Though non-binary identities are increasingly enjoying much-deserved societal support, there’s still nothing inherently wrong with identifying as a man or woman and adopting the gender roles that those identities come with. What is unhelpful, though, is allowing gender roles to limit the way we connect with other people, especially in intimate relationships.
How to Prevent Gender Roles from Affecting Your Romantic Relationships
Gender roles shouldn’t prevent our sexual needs from being met. Talking through a subject like physical intimacy may sound challenging or awkward, but it can help strengthen romantic relationships. As a result, our tips revolve around healthy communication and learning to compromise.
For both partners, it’s a great idea to:
- Talk with a couples therapist or marriage counselor who can help you understand how gender roles may have shaped your personal lives and how they could be currently affecting your relationship. A mental health professional could help you process and unpack when things seem unclear or uncertain.

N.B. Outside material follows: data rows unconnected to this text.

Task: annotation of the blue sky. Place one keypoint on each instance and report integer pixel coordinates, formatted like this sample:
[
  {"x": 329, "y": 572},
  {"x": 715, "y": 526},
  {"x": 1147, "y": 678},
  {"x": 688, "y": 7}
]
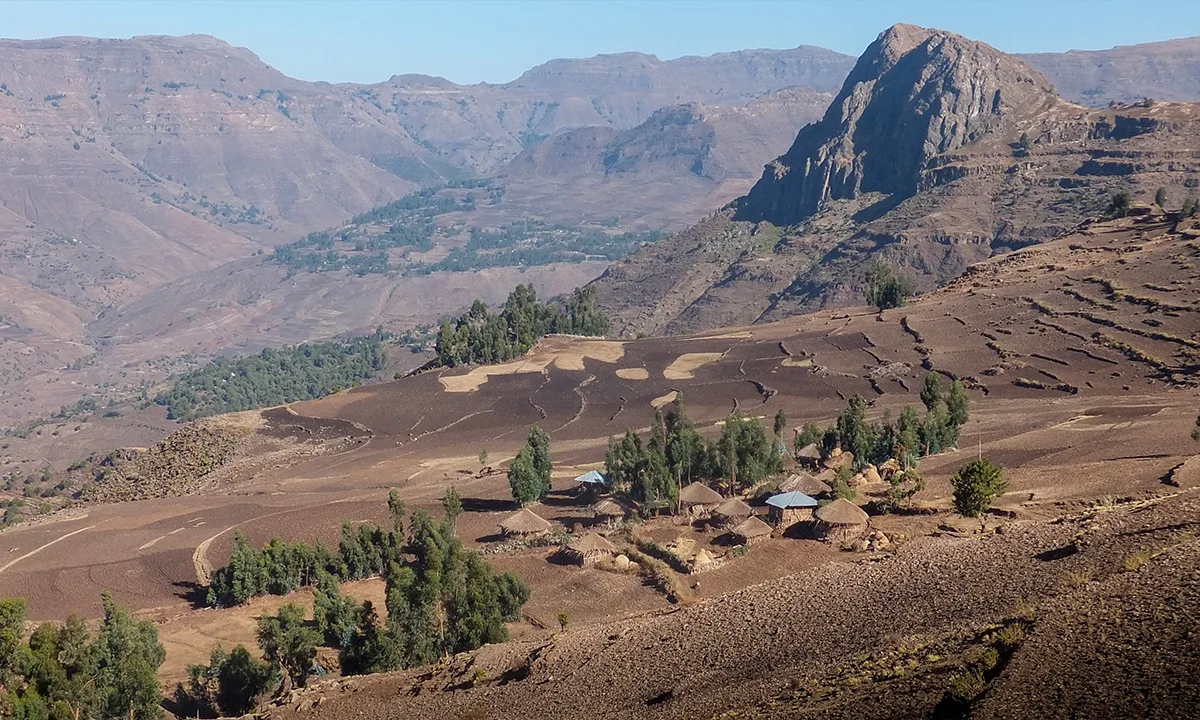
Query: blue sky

- Confront any anxiety or shame you feel about discussing sex and your sexual needs. If our physical needs aren’t voiced to our partners, then they’re less likely to be met. Evidence suggests that a fulfilling sex life goes hand in hand with balanced mental health and a successful long-term relationship.
- Expect the other partner to always initiate sex, or to be willing at the same time as you. Men are consistently expected to initiate sex, and when their female partners aren’t receptive, this can create feelings of rejection or frustration. Similarly, women may want to initiate sex—but feel as though it’s not within their gender role to do so.
- Shy away from emotional intimacy. Men can be afraid to reveal their sensitive side but should remember that women typically (not always) need more emotional involvement and lead up to physical intimacy in order for it to be truly enjoyable. Women should also be patient with their male partners, who may have been raised to stifle their emotions in order to appear strong.
Gender roles aren’t going away any time soon; they’re more likely to continue to adapt and evolve. But by increasing our awareness of how they can govern our sexual expectations and ability to physically connect with our partners, gender roles can have less of an effect on romantic relationships between men and women.